It is Russia's oldest regional friendship, inherited from the Soviet Union. The Missile Crisis and Fidel's visit to Moscow almost sixty years ago are well known. Although it has modulated in intensity over time, it is a reality: the Russians are just over 140km from Florida.
- Beyond the tired rhetoric with which all news reports on the issue are flooded, the Cuban press has been reporting for months on the constant arrival of Russian humanitarian aid to the island, hundreds of millions of tonnes of all kinds of supplies.
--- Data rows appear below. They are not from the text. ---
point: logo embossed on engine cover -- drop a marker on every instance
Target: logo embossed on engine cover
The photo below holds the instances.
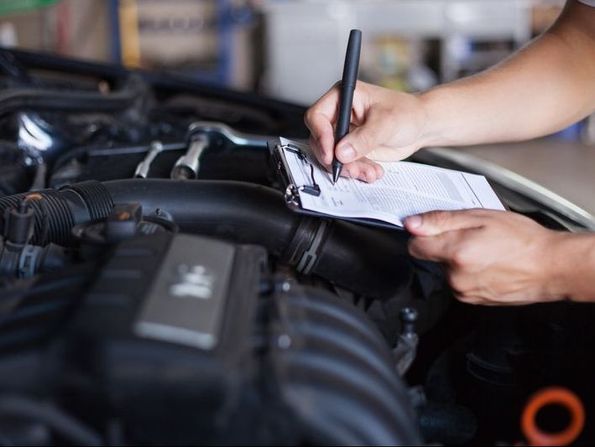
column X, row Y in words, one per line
column 194, row 282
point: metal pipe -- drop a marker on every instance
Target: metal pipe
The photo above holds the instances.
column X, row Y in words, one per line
column 142, row 169
column 188, row 165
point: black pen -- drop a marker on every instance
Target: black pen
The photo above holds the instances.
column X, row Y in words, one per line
column 348, row 82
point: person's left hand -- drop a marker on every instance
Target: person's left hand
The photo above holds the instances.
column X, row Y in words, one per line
column 491, row 257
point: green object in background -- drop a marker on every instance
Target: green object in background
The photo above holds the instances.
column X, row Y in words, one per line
column 8, row 6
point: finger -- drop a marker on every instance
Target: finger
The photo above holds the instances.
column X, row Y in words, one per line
column 438, row 222
column 436, row 248
column 371, row 170
column 322, row 158
column 364, row 139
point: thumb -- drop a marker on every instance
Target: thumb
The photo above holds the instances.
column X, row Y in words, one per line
column 437, row 222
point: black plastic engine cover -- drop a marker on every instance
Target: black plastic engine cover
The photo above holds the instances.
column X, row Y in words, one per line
column 163, row 337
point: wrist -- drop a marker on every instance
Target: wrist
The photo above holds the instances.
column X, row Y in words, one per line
column 433, row 102
column 571, row 262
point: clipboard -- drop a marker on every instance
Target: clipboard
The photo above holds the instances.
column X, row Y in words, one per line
column 292, row 190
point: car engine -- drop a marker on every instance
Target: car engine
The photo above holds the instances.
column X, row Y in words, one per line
column 155, row 289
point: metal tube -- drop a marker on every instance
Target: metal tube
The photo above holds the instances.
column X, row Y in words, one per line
column 142, row 169
column 187, row 166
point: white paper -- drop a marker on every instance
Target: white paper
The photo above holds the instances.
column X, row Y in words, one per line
column 404, row 190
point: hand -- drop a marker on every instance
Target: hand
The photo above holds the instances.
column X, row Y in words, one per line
column 492, row 257
column 385, row 125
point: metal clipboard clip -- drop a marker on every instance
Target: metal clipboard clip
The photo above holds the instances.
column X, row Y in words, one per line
column 292, row 192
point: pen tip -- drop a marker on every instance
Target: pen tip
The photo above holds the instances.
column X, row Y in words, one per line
column 336, row 174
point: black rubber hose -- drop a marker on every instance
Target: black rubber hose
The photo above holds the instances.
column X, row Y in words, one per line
column 62, row 423
column 361, row 259
column 364, row 260
column 57, row 211
column 12, row 100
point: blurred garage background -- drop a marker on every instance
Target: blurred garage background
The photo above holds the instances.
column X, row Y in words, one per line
column 294, row 50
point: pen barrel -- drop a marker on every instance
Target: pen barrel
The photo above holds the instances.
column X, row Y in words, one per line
column 348, row 82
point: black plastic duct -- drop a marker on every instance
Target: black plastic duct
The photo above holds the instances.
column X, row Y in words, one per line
column 374, row 263
column 365, row 260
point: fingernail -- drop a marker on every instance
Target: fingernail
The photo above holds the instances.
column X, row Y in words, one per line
column 346, row 151
column 413, row 222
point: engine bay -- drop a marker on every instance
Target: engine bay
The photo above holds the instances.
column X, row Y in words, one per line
column 155, row 288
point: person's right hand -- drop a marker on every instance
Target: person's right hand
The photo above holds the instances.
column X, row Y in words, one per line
column 385, row 125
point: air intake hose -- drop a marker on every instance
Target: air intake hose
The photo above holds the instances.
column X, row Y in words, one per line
column 367, row 261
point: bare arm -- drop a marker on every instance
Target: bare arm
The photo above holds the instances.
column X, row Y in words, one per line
column 496, row 257
column 541, row 89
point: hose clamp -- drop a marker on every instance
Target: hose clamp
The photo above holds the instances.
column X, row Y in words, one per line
column 310, row 256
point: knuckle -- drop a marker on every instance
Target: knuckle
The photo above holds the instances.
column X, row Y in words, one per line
column 460, row 258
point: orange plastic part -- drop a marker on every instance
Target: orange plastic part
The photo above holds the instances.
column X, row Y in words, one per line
column 553, row 396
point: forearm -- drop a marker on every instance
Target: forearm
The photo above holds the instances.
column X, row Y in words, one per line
column 541, row 89
column 572, row 267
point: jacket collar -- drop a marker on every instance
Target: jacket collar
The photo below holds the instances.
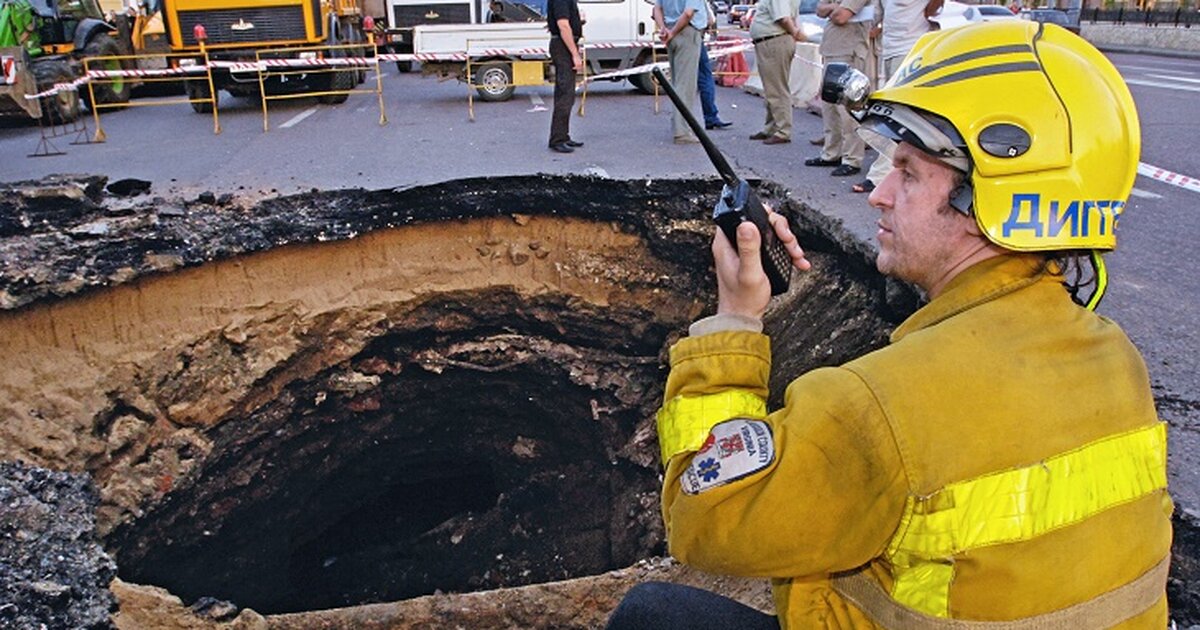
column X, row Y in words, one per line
column 979, row 283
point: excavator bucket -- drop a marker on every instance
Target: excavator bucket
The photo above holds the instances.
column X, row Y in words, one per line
column 18, row 82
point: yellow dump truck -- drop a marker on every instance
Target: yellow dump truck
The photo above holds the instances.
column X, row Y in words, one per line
column 238, row 29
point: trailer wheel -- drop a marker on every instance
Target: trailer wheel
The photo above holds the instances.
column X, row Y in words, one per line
column 493, row 82
column 643, row 82
column 198, row 93
column 63, row 107
column 115, row 90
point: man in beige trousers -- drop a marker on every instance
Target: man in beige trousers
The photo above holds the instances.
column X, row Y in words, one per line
column 774, row 34
column 846, row 40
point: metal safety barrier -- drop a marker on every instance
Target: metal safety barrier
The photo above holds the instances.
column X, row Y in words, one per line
column 509, row 67
column 107, row 76
column 340, row 63
column 526, row 66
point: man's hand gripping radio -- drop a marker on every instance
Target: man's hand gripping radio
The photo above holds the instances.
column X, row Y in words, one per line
column 738, row 203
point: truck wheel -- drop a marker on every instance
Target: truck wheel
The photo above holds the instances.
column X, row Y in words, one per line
column 196, row 90
column 115, row 90
column 643, row 82
column 63, row 107
column 493, row 82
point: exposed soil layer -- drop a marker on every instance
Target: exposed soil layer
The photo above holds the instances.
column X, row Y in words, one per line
column 357, row 396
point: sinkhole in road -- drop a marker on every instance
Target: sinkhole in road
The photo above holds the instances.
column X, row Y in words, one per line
column 390, row 394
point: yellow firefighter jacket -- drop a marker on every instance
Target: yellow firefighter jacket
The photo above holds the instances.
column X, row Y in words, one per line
column 1000, row 460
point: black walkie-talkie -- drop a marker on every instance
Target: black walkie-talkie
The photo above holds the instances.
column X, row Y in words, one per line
column 738, row 203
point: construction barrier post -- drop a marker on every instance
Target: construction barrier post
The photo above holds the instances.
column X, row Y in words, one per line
column 91, row 99
column 383, row 112
column 583, row 77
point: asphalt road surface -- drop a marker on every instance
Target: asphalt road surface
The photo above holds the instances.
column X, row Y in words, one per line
column 429, row 138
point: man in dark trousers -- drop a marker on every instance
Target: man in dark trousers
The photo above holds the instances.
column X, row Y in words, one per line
column 565, row 28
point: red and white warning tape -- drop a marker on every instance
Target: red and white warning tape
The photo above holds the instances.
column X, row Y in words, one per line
column 714, row 53
column 1168, row 177
column 717, row 49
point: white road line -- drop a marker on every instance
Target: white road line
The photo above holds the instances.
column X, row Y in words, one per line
column 1145, row 195
column 1168, row 85
column 295, row 120
column 1151, row 69
column 1168, row 77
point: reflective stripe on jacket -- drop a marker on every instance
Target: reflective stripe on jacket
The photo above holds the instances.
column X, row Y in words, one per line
column 1000, row 460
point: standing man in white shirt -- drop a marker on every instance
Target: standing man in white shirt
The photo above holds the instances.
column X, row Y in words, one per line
column 904, row 23
column 774, row 34
column 846, row 40
column 682, row 25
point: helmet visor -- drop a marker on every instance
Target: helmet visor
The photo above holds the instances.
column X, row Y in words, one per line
column 888, row 124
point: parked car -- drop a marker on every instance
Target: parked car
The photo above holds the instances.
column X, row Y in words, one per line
column 1051, row 16
column 747, row 18
column 994, row 13
column 737, row 11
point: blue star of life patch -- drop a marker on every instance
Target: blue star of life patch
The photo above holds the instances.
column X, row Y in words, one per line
column 733, row 450
column 709, row 469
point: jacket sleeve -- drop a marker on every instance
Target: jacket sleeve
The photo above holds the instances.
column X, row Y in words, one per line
column 832, row 495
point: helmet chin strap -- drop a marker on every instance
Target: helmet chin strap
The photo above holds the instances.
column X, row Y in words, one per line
column 1102, row 280
column 963, row 196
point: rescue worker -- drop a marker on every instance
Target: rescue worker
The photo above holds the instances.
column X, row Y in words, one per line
column 1001, row 460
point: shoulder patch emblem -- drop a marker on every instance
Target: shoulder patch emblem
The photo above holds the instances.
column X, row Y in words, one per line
column 735, row 449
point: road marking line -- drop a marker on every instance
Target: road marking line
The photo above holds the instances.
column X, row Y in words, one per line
column 1168, row 177
column 1174, row 78
column 1152, row 69
column 295, row 120
column 1168, row 85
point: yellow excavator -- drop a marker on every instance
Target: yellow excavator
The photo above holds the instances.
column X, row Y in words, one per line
column 43, row 42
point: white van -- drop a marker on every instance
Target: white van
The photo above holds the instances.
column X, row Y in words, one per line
column 618, row 35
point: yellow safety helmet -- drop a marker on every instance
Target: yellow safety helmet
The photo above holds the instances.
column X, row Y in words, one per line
column 1037, row 118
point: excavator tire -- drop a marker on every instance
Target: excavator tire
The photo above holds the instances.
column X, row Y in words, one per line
column 108, row 91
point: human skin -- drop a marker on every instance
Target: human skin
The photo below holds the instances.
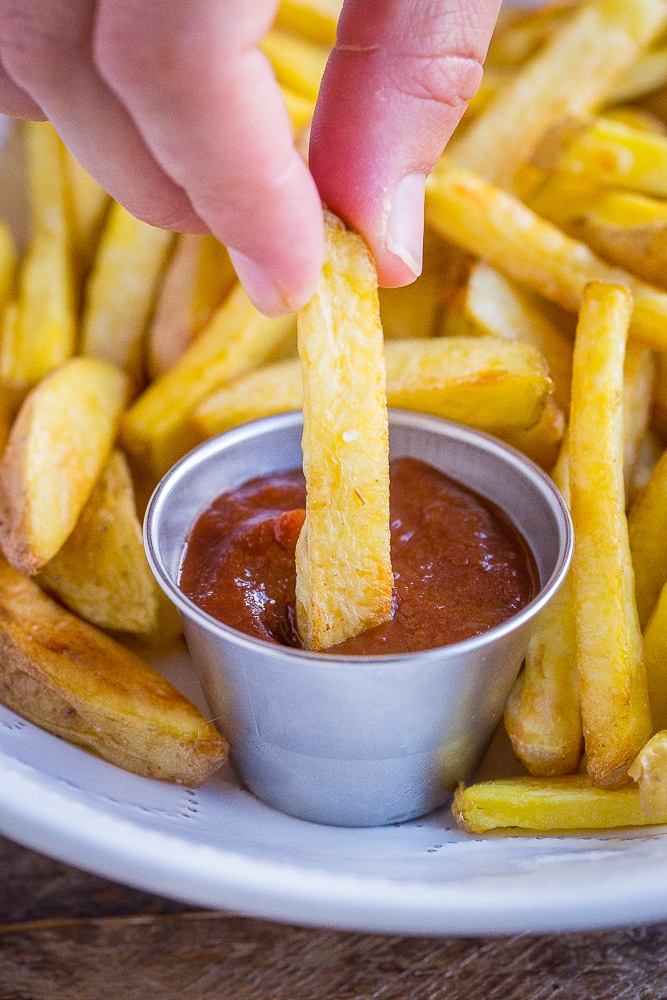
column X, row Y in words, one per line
column 177, row 113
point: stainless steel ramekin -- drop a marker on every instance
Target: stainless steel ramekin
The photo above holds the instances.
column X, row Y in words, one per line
column 357, row 741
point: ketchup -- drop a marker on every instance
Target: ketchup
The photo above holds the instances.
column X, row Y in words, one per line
column 460, row 566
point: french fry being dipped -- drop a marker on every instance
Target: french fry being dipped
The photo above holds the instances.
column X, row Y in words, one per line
column 344, row 579
column 612, row 677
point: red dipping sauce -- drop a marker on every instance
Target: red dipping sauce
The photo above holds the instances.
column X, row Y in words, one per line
column 460, row 566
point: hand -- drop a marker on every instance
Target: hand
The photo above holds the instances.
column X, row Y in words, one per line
column 176, row 112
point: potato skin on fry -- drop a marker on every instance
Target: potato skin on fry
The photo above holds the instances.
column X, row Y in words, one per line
column 69, row 678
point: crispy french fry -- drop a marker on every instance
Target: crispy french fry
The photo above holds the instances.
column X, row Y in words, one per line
column 638, row 378
column 155, row 429
column 39, row 327
column 198, row 277
column 575, row 72
column 503, row 231
column 57, row 447
column 69, row 678
column 649, row 771
column 121, row 291
column 89, row 205
column 316, row 20
column 612, row 678
column 543, row 714
column 655, row 652
column 344, row 580
column 502, row 308
column 647, row 530
column 627, row 229
column 482, row 381
column 563, row 803
column 647, row 75
column 101, row 570
column 607, row 153
column 542, row 442
column 297, row 63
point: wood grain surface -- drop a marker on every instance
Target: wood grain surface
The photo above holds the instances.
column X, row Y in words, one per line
column 67, row 934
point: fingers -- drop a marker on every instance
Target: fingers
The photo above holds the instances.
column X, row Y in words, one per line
column 45, row 46
column 177, row 113
column 393, row 92
column 218, row 125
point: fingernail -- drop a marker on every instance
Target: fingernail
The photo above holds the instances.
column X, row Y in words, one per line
column 405, row 222
column 263, row 291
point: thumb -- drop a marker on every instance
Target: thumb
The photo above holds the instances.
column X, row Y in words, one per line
column 394, row 90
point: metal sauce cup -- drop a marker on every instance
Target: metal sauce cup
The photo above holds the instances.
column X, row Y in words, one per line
column 368, row 740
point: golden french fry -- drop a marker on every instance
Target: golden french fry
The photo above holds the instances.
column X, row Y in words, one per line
column 576, row 71
column 121, row 291
column 612, row 678
column 570, row 802
column 647, row 529
column 649, row 771
column 89, row 204
column 73, row 680
column 155, row 429
column 502, row 308
column 344, row 580
column 39, row 327
column 647, row 75
column 655, row 652
column 543, row 714
column 316, row 20
column 542, row 442
column 503, row 231
column 297, row 63
column 198, row 277
column 638, row 378
column 101, row 570
column 57, row 447
column 606, row 153
column 481, row 381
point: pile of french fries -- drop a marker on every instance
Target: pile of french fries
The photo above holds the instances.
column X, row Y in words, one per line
column 540, row 317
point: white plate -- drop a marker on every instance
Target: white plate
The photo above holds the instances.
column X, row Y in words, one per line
column 219, row 847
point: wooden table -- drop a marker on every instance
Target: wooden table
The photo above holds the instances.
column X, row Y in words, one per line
column 67, row 934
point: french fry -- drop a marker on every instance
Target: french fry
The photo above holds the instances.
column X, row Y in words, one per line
column 502, row 308
column 482, row 381
column 612, row 678
column 627, row 229
column 198, row 277
column 542, row 442
column 655, row 650
column 649, row 771
column 89, row 206
column 57, row 447
column 73, row 680
column 297, row 63
column 638, row 378
column 543, row 713
column 39, row 327
column 647, row 531
column 121, row 292
column 607, row 153
column 575, row 72
column 101, row 571
column 316, row 20
column 503, row 231
column 155, row 429
column 570, row 802
column 344, row 580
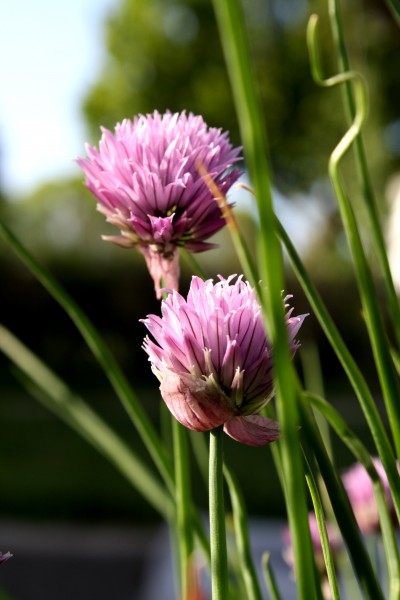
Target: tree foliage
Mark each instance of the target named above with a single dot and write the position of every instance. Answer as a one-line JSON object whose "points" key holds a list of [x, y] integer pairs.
{"points": [[166, 54]]}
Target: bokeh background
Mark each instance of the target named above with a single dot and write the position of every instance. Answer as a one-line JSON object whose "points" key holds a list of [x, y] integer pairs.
{"points": [[66, 70]]}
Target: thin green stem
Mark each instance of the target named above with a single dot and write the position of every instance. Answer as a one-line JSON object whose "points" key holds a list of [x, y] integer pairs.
{"points": [[183, 505], [323, 533], [103, 355], [342, 510], [269, 577], [240, 519], [219, 560], [350, 367], [362, 456], [386, 372], [377, 236], [231, 21]]}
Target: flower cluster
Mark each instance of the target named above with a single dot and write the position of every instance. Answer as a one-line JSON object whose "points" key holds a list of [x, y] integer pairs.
{"points": [[214, 360], [146, 178], [360, 491]]}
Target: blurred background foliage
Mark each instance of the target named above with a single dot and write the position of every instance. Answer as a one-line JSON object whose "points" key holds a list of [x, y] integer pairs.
{"points": [[166, 54]]}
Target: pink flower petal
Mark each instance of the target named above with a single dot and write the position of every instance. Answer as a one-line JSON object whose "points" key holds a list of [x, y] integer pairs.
{"points": [[253, 430]]}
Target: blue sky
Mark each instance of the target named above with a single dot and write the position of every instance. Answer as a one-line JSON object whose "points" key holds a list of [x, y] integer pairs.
{"points": [[49, 52]]}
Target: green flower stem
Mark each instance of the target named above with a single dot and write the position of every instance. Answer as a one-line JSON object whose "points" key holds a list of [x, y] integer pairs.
{"points": [[183, 505], [103, 356], [240, 518], [363, 173], [269, 578], [350, 367], [342, 510], [219, 561], [231, 26], [51, 391], [387, 375], [326, 547], [362, 455]]}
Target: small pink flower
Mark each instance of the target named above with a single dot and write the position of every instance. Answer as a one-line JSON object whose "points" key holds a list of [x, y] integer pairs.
{"points": [[360, 491], [145, 176], [213, 359]]}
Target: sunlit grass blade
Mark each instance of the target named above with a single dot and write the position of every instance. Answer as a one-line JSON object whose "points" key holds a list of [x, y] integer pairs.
{"points": [[325, 544], [269, 578], [389, 381], [253, 133], [376, 230], [183, 503], [103, 355], [362, 455], [51, 391]]}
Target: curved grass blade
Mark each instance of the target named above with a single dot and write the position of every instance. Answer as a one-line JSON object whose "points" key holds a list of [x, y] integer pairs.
{"points": [[51, 391], [103, 356]]}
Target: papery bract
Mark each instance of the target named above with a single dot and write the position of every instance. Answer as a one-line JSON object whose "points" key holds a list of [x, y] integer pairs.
{"points": [[146, 178], [213, 359]]}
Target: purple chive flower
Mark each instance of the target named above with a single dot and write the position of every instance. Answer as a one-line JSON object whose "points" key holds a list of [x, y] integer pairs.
{"points": [[146, 178], [4, 557], [360, 491], [213, 358]]}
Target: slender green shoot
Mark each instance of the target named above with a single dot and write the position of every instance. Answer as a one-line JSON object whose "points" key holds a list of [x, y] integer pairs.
{"points": [[183, 505], [51, 391], [342, 510], [231, 23], [323, 533], [387, 375], [269, 577], [377, 236], [240, 518], [103, 355], [219, 560], [362, 456]]}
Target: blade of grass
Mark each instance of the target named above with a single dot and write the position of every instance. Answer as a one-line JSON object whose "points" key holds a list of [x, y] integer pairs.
{"points": [[231, 26], [349, 365], [362, 170], [51, 391], [362, 455], [341, 507], [269, 578], [323, 533], [103, 355], [240, 518]]}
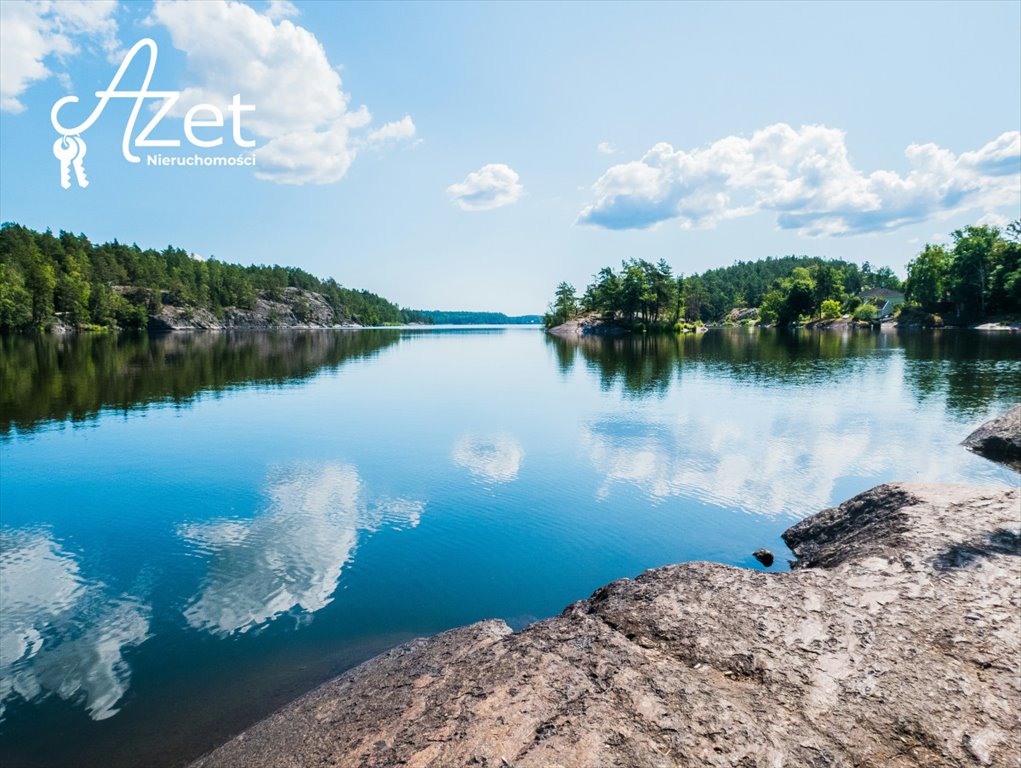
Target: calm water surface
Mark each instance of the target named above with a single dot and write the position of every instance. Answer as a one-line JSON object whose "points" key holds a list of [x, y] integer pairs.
{"points": [[196, 528]]}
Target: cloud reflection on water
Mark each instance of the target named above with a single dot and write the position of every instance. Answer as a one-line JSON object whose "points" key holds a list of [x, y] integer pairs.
{"points": [[289, 558], [494, 459], [743, 453], [60, 633]]}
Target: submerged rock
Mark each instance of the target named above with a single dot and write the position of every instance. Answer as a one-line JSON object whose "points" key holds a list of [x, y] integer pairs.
{"points": [[894, 641], [764, 556], [999, 439]]}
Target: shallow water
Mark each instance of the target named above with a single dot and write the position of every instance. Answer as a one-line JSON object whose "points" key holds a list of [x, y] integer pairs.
{"points": [[196, 528]]}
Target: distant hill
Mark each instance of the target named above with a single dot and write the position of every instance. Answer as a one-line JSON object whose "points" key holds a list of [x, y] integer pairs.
{"points": [[65, 281], [442, 318]]}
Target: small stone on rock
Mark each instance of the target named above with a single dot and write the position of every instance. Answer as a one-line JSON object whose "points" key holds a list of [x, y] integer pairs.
{"points": [[764, 556]]}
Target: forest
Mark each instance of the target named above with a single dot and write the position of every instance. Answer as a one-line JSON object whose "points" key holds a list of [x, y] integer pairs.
{"points": [[47, 278], [974, 277]]}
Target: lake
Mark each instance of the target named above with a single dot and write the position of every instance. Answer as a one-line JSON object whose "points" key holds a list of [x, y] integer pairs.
{"points": [[198, 527]]}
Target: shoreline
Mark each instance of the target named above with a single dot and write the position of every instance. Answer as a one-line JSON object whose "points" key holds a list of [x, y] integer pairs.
{"points": [[706, 664]]}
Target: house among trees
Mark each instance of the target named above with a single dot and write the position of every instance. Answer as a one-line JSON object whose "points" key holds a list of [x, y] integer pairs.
{"points": [[884, 299]]}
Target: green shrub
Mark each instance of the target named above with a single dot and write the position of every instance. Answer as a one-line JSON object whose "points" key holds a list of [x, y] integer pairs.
{"points": [[830, 309]]}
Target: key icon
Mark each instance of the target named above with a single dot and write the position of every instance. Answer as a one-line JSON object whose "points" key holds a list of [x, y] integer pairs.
{"points": [[78, 163], [64, 150]]}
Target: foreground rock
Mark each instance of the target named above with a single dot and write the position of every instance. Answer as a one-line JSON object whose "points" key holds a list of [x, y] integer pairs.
{"points": [[999, 439], [894, 641]]}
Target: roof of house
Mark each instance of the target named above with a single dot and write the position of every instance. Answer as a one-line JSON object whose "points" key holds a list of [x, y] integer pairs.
{"points": [[881, 293]]}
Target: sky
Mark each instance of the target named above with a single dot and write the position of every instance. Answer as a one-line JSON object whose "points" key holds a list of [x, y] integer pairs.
{"points": [[472, 155]]}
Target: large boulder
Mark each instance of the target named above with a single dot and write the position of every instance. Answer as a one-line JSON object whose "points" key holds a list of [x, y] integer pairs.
{"points": [[894, 641], [999, 439]]}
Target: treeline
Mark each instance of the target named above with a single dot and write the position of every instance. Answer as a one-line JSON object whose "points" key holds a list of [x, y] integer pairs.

- Although the Russian footprint in Cuba has been dissipating, the focus of the cooperation, reiterated a couple of days ago by the leaders of both countries, is, of course, the military industry. In early December last year, the head of the Russian Federal Service for Military-Technical Cooperation announced that although Cuba possesses "sufficient weapons", it is necessary to "raise the level of its competence, provide training and transfer the technologies we have".
- Beyond a tenuous cooperation at the commercial and private tourism levels, the relationship does not seem to transcend the purely geopolitical.
The Russian presence is articulated in an interesting way. Apart from the typical military cooperation agreements, the Slavs operate - incidentally very close to the US Embassy - a satellite described by the Pentagon as an "espionage satellite", similar to the one they have in Argentina. On the other hand, a couple of months ago a Nicaraguan delegation comprising Ortega's sons signed a bilateral cooperation agreement in Moscow on nuclear energy.